In order to obtain the galactic credits they need to get to Florida, often considered to be America’s scrotum, the females rob a local food factory. Once at their destination, they party like it’s 19,999. Soon they meet a wealthy rapper- slash-drug dealer with a highly offensive name. Hey! You can’t say that. Only we can say that. But whereas most humans were made of bones and skin, Alien is made of money. He takes the females to his house, where he implores them to examine his excrement.
Shortly thereafter, one of the females gets annoyed that everyone just wants to play pool all the time, so she leaves. Another one gets annoyed that everyone just wants to shoot her in the arm all the time, so she leaves too. The last two stay to help Alien fight a turf war, but once they’re done with that they decide it’s probably time to go study for midterms.
Spring Breakers is largely a comment on American youth culture, inasmuch as American youths could look up from their phones long enough to feign having a culture. The girls speak about authentic epiphanies and meaning they’ve derived from their trip, yet all we see are images of human booties gyrating, partying, and general excess. Look, that guy is smoking out of a baby! This ironic juxtaposition coyly suggests that American youth culture derived its identity purely from sexuality and gratuitous debauchery, not to mention normal, run-of-the-mill debauchery. The camera dwells on the bodies of our protagonists, sexualizing them and fetishizing youth. It also fetishizes scooters, but come on, who wouldn’t?
In short, this culture was narcissistic. Which is understandable, considering they were trapped inside their own brains without the ability to mind- merge. The protagonists “refuse to be miserable,” so they break one of Earth’s most sacred commandments– not committing armed robbery– to fulfill what they believe is their god-given right to go to Spring Break. Likewise, Alien bases his entire life around fulfilling his personal desires, no matter how long it takes to do those braids. To him, that is the American Dream: fuck everyone else, get money.

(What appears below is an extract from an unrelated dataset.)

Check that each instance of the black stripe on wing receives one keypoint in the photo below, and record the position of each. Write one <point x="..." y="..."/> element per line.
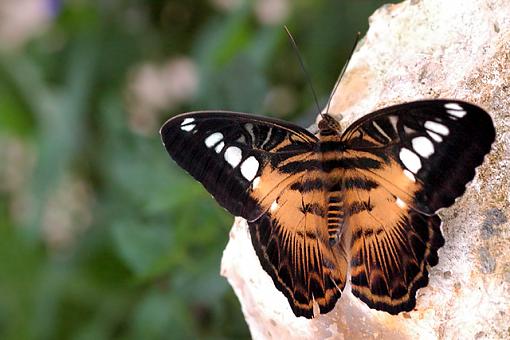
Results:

As portrayed in the film, Spring Break is a fantasy world, a hyper- stylized reality governed only by vibrant color.
Whereas scenes of the school bathroom, the jail, and the bus back home are presented in muted, drab colors, life on the beach is bathed in neon like a bag of hallucinogenic Skittles. The film also features elliptical editing, moving forward and backward through time with impunity. The result often feels more like a music video than a cohesive narrative, engrossing the audience in something akin to what Earth historians call “tripping balls.” And when suspended in such a state, the only thing on one’s mind is: “I wish this could last forever.”
Indeed, much of movie explores the relationship between permanence and impermanence. The Spring Break lifestyle is an ecstatic investment in the moment. It celebrates fleeting things, like drug experiences, youth, the “gangster” lifestyle, joy, beauty, and Britney Spears [clip of them singing Britney]. Yet the idea of permanence, or “forever,” is one of the primary motifs of the film. The girls’ mantra is “Always lie to your legal guardian over the phone.” But their other, more important mantra is “Spring Break FOREVER”.
Perhaps Spring Break is a symbol for all things transient– a week where human beings can live outside the laws of society and physics, and simply let the good times roll. The film suspends the audience in a protracted state of party energy, disorientation, and sex. Just like a warped drug experience, but also like a dream. And unfortunately for anyone whose body chemistry depends on a sleep cycle, eventually you have to wake up. Or hit the snooze button one more time. See if I care.